Cela étant, les équipementiers de « rang 1 » sont aujourd’hui confrontés :

  • d’une part à l’augmentation du coût des matières premières :

Le cuivre a plus que triplé, l’aluminium plus que doublé et ces deux composants ont pris au cours du premier semestre 2006, 50 % pour l’un, 30 % pour l’autre.

Le pétrole a connu une augmentation significative de son prix alors qu’il est resté stable à 20 dollars pendant de nombreuses années.

Le zinc est également à des niveaux extrêmement élevés. Enfin l’acier, qui était resté pendant de longues années une denrée relativement stable, est devenu un produit rare et cher.

L’appel chinois pour ces produits a entraîné une pénurie d’acier en Europe. Cette pénurie a bénéficié aux aciéristes qui ont pu remonter leurs prix (voir annexes);

  • d’autre part à la volonté affichée par les constructeurs de réduire leurs coûts :

Selon Thierry Morin, président de Valeo, « la surcapacité des constructeurs automobiles les amène à faire des concessions de prix à leurs clients et demandent à ceux qui fabriquent 75 % du véhicule, à savoir les équipementiers, de financer ces baisses de prix ».

b) Une spécialisation des équipementiers de « rang 2 »

La plupart des sous traitants de « rang 2 » ont pour principal débouché le secteur automobile.

Or ce secteur présente des caractéristiques particulières : séries longues, pressions sur les prix, lignes de production dédiées, externalisation des activités des constructeurs et des « rang 1 »…

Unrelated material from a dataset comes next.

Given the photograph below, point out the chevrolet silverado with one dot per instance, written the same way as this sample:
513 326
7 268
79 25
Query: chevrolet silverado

Cela conduit les entreprises de « rang 2 » à se spécialiser davantage.

Les équipementiers de « rang 2 » doivent par ailleurs s’adapter à la stratégie développée par les « rang 1 » en étant notamment capables :

  1. d’accompagner leurs clients sur des séries en général plus longues (adaptation de l’outil industriel), ainsi que sur des marchés internationaux (implantation commerciale, mais de plus en plus industrielle);
  2. d’améliorer encore leur compétitivité prix en se recentrant sur les pièces, sous-ensembles à forte valeur ajoutée et en pilotant une sous-traitance sur les autres pièces;
  3. d’avoir des politiques commerciales performantes directes (éviter le face à face exclusif avec la fonction achat du client) et indirectes (obtenir l’information sur les stratégies, volumes, produits et besoins constructeurs…).

Ils ont pour ce faire besoin de visibilité.

Les équipementiers de rang 2 ont acquis une grande importance dans la chaîne des équipementiers : comme le souligne Thierry Maugis, président de Robert Bosch France, « de plus en plus, les équipementiers dits de « rang un », c’est-à-dire ceux qui livrent en direct les constructeurs automobiles, assemblent les pièces.

Il fut une époque où nous livrions des pièces unitaires à nos clients, qui les assemblaient. L’on demande maintenant aux équipementiers de « rang 1» de faire des sous-assemblages.

Nous livrons par exemple des planches complètes, dans lesquelles nous intégrons tous les équipements de bord. Cela nous demande de maîtriser la qualité, les prix et la flexibilité des équipementiers de rang deux ».

Au final, la catégorie des « rang 2 » devrait tendre vers des entreprises plus performantes mais certainement moins nombreuses.

En effet, du fait des exigences croissantes des donneurs d’ordre (réduction des coûts, internationalisation et innovation), un mouvement de concentration s’amorce également pour les entreprises de « rang 2 ».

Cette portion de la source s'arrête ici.